U.S. lawmakers introduced legislation on Thursday to broaden sanctions against North Korea by imposing stiffer punishments on foreign companies doing business with Pyongyang, a measure that could impact mostly on Chinese firms.
"In the wake of the state-sponsored cyber-attack on Sony Pictures, the bipartisan legislation targets North Korea's access to the hard currency and other goods that help keep the regime in power," the bill's co-sponsor, U.S. Republican Representative Ed Royce, said.
"Additionally, it presses the Administration to use all available tools to impose sanctions against North Korea and on countries and companies that assist North Korea in bolstering its nuclear weapons program," Royce, the House Foreign Affairs Committee chairman, said in a statement.
The vast majority of North Korea's business dealings are with neighboring China, which bought 90 percent of the isolated country's exports in 2013, according to data compiled by South Korea's International Trade Association.
The bill responds to concern in Congress about last year's cyber attack on Sony Pictures, which was blamed on Pyongyang, as well as what lawmakers see as the international failure to rein in the reclusive state's nuclear weapons program.
The measure is co-sponsored by Republicans and Democrats, including the leaders of the House Foreign Affairs Committee, Royce, and Democrat Eliot Engel.
A similar bill is likely in the U.S. Senate. It is expected to enjoy strong bipartisan support in both chambers.
The bill would authorize U.S. officials to freeze assets held in the United States of those found to have direct ties to illicit North Korean activities like its nuclear program, as well as those that do business with North Korea, providing its government with hard currency.
It would also target banks that facilitate North Korean proliferation, smuggling, money laundering, and human rights abuses, and target people who helped in the cyber attacks against the United States, Royce said.
SANCTIONS NOT SO STRONG - LAWYER
North Korea is already heavily sanctioned by the United States and United Nations for its arms programs and nuclear tests. President Barack Obama imposed new sanctions last year aimed at cutting the country's remaining links to the international financial system.
"Contrary to a common misconception, current U.S. sanctions against North Korea are weaker than our sanctions against Belarus and Zimbabwe," said Joshua Stanton, a Washington D.C. attorney and blogger who assisted with the drafting of the legislation.

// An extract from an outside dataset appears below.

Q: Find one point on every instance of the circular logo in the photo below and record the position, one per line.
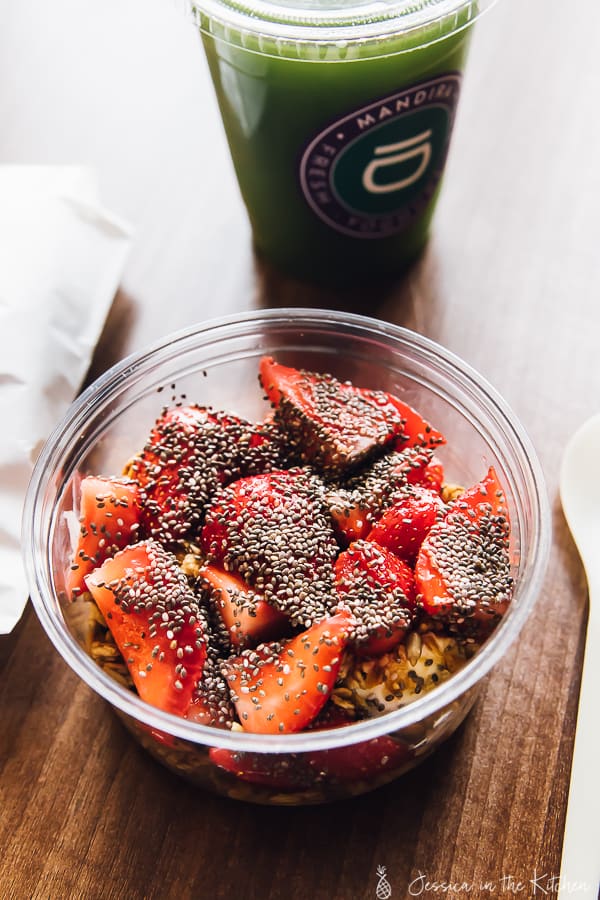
(372, 173)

"Other than some pin-prick, whack-a-mole sanctions against low and mid-level arms dealers and just one major North Korean bank, their strength is mostly a figment of the academic imagination."

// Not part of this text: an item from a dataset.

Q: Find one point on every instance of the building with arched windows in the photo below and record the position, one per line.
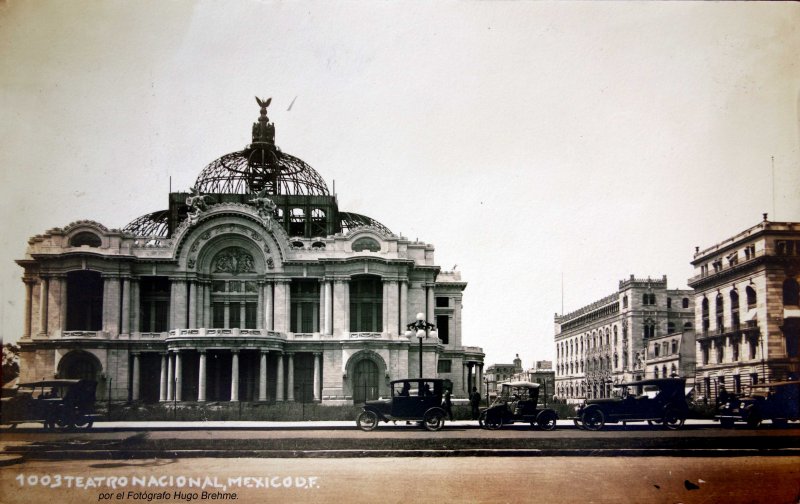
(254, 286)
(606, 342)
(747, 302)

Critics view the flow of hard currency into North Korea as potentially funding North Korea's nuclear weapons program, but it was not clear to what extent companies engaged in legal businesses such as tourism would be affected by the proposed measures.
Such connections are difficult to track in China, and separating legal business from illicit can be even harder.

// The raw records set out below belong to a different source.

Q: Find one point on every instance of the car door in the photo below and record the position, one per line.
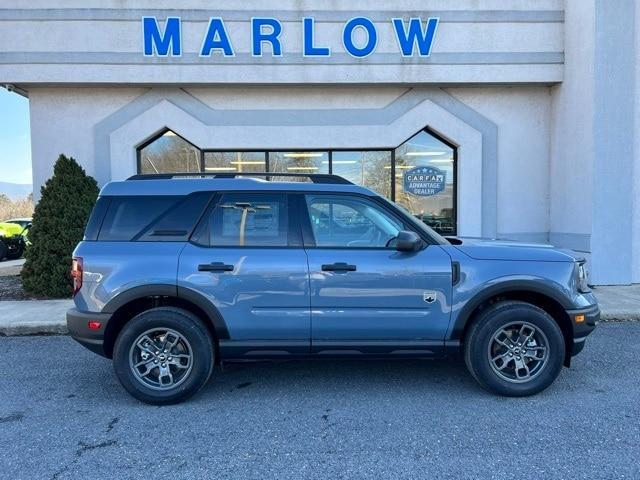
(248, 261)
(365, 295)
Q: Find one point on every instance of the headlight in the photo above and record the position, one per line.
(581, 278)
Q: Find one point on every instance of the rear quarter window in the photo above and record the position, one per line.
(126, 217)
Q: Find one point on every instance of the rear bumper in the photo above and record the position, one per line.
(78, 326)
(582, 329)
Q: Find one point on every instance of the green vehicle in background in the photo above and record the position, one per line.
(14, 238)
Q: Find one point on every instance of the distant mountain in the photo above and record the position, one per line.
(15, 191)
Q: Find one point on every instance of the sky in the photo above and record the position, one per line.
(15, 139)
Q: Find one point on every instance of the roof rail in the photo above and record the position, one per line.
(314, 177)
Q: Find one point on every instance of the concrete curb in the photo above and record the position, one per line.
(34, 317)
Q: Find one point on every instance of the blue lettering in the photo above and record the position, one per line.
(347, 37)
(158, 43)
(258, 36)
(216, 39)
(309, 49)
(407, 39)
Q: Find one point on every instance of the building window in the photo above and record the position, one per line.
(169, 153)
(235, 162)
(369, 168)
(299, 162)
(425, 172)
(420, 174)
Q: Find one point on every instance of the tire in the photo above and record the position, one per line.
(187, 375)
(504, 375)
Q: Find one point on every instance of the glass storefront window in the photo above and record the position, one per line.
(169, 153)
(221, 162)
(298, 162)
(371, 169)
(425, 181)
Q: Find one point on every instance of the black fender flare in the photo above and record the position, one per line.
(166, 290)
(503, 287)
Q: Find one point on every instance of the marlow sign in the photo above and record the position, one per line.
(414, 36)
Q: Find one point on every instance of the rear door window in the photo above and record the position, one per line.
(246, 220)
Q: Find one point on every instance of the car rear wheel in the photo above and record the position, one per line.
(514, 349)
(163, 356)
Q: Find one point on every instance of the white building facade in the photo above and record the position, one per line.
(515, 119)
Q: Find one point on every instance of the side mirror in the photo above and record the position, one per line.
(408, 241)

Bank of China, China's fourth biggest bank, said in May 2013 that it had shut the account of North Korea's main foreign exchange bank, Foreign Trade Bank, in the wake of international pressure to punish Pyongyang over its nuclear and missile programs.
The bill is intended to push the Obama administration, which contends the president already has sufficient authority to punish Pyongyang.
Sony said on Thursday that Amy Pascal would step down as co-chairman of Sony Pictures Entertainment after the hackers, angry about a movie she championed mocking North Korea's leader, exposed a raft of embarrassing emails between her and other Hollywood figures.